US District Court Judge James Fox allowed a jury to decide the remaining charge: that Soles helped former Commissioner Ed Walton Williamson obtain payoffs from undercover agents. Soles was ultimately acquitted.

“He had a lot of money and he had good attorneys,” Drdak said when asked how he thought Soles escaped a conviction. “But when it comes to a trial and putting a politician on the stand, a lot of times the same charisma that they have that got them elected will help sway the jury on their behalf.”

Lt. Governor James C. Green was also acquitted on state charges for taking bribes, stemming from evidence collected in the FBI investigation. As witnessed in other FBI stings involving public corruption, politicians who were convicted following the Colcor sting managed to maintain support from their constituents.

“People that we convicted got reelected,” Drdak said. “They couldn’t take the position because they were felons, but people we convicted stayed on the ballot and won.”

According to published reports, Judge J. Wilton Hunt was convicted of accepting bribes, and using an interstate telephone call to facilitate an illegal gambling operation. He was sentenced to 14 years in federal prison. He was re-elected while under indictment but suspended from hearing cases, and later resigned.

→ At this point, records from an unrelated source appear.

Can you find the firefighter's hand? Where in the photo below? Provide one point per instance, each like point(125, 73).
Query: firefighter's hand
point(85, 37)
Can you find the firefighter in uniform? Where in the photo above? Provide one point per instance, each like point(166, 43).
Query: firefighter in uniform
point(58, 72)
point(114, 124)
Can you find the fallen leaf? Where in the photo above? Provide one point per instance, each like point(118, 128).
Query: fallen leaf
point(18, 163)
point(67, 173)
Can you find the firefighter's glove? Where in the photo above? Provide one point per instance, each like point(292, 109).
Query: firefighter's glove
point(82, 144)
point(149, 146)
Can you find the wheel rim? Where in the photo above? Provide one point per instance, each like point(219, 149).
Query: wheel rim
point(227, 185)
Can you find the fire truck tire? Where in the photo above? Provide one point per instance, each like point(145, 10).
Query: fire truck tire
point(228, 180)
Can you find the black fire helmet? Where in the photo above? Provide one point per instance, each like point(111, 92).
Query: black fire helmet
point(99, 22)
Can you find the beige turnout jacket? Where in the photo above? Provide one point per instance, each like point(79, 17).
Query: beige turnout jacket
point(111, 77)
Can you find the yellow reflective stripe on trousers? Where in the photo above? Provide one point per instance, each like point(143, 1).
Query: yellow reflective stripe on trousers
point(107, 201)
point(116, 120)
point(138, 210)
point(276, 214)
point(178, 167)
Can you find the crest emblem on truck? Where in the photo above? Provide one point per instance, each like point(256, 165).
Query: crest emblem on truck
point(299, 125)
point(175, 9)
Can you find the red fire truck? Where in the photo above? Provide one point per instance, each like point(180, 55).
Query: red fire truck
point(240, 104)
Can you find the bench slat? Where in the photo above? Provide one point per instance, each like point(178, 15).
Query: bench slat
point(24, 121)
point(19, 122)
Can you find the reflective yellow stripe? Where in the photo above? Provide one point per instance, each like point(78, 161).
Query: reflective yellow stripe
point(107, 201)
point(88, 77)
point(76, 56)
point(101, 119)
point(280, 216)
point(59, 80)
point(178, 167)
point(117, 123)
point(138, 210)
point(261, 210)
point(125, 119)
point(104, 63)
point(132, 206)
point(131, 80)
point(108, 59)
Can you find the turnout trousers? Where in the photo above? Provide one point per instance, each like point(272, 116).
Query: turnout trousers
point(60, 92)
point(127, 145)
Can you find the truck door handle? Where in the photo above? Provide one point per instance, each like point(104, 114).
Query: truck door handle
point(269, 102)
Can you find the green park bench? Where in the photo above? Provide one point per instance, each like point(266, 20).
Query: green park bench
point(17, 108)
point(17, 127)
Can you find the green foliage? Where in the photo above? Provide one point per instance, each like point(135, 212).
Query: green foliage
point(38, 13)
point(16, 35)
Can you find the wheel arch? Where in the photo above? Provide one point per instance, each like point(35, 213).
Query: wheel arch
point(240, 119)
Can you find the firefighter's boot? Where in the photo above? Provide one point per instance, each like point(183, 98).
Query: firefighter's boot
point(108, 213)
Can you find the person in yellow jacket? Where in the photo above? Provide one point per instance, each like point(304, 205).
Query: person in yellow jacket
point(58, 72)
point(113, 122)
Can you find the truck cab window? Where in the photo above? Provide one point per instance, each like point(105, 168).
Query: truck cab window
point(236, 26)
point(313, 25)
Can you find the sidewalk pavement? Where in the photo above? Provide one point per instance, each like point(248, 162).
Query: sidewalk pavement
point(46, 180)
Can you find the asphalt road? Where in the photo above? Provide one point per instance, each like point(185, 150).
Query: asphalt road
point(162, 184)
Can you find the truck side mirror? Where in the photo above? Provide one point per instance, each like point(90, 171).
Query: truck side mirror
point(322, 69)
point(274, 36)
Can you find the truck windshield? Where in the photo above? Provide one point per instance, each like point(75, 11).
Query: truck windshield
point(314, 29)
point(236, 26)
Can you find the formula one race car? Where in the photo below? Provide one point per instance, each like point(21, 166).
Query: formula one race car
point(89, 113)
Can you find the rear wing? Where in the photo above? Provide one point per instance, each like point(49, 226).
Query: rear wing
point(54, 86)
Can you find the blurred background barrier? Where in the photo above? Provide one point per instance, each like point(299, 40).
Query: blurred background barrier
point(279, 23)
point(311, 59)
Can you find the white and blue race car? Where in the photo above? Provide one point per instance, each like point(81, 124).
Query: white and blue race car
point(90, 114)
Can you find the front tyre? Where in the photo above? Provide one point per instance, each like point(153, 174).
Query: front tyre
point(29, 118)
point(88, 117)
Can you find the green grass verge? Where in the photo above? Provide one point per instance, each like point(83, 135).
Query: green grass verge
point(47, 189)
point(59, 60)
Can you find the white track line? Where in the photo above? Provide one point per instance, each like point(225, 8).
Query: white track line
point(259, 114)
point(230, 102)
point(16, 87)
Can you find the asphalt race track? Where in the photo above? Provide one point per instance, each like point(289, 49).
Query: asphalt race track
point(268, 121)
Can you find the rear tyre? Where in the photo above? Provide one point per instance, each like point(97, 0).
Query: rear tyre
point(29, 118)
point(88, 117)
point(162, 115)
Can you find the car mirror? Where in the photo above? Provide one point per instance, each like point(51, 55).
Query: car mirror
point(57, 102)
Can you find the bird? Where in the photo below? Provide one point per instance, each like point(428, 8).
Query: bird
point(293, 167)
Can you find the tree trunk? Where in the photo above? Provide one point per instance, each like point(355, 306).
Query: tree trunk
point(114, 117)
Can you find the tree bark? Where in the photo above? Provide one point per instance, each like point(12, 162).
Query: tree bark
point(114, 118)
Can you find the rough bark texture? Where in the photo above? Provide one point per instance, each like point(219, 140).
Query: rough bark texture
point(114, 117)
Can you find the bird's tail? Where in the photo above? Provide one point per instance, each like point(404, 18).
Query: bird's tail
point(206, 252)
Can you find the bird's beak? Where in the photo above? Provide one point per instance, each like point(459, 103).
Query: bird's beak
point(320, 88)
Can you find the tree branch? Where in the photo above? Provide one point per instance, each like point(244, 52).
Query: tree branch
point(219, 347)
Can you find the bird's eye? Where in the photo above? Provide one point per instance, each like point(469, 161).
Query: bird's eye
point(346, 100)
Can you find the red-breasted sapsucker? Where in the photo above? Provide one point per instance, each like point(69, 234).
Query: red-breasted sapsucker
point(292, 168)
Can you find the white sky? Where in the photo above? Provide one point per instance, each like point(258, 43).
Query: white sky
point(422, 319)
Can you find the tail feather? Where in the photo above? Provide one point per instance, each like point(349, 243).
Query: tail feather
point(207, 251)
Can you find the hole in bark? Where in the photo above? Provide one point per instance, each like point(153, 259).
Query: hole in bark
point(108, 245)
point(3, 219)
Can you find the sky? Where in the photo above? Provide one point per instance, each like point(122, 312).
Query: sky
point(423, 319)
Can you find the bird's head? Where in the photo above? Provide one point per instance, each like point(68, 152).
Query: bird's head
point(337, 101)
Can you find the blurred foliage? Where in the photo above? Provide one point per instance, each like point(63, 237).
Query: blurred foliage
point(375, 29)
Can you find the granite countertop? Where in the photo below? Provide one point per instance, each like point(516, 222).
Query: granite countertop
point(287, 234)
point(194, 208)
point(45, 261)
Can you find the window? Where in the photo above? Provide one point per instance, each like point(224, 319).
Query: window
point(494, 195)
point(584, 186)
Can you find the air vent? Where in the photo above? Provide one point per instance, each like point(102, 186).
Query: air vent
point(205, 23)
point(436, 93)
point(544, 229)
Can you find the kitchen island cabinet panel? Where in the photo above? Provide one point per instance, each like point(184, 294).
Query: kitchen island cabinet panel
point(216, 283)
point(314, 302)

Also convicted, Brunswick County Sheriff Herman Strong, for his role in a narcotics enterprise. A judge required him to resign from his post. He was also sentenced to 14 years in prison, but served less than four years.

The FBI also came under some scrutiny for the extent they went to to prove corruption of elected officials. While the liquor by the drink referendum that was pushed through by the undercover agents was ultimately invalidated, it did result in legislative action.

When asked if people in and around Columbus County showed appreciation for the work they did rooting out corruption there, Drdak said for the most part, no. But he does remember being thanked by members of law enforcement who were on the right side of the law. He said he thinks they were able to make a difference, at least in the short run, holding people accountable for their corruption.

As for the motive for so many local leaders to get wrapped up in such corruption, his answer was simple.

“It was greed,” Drdak said. “They saw... an easy way to make money.”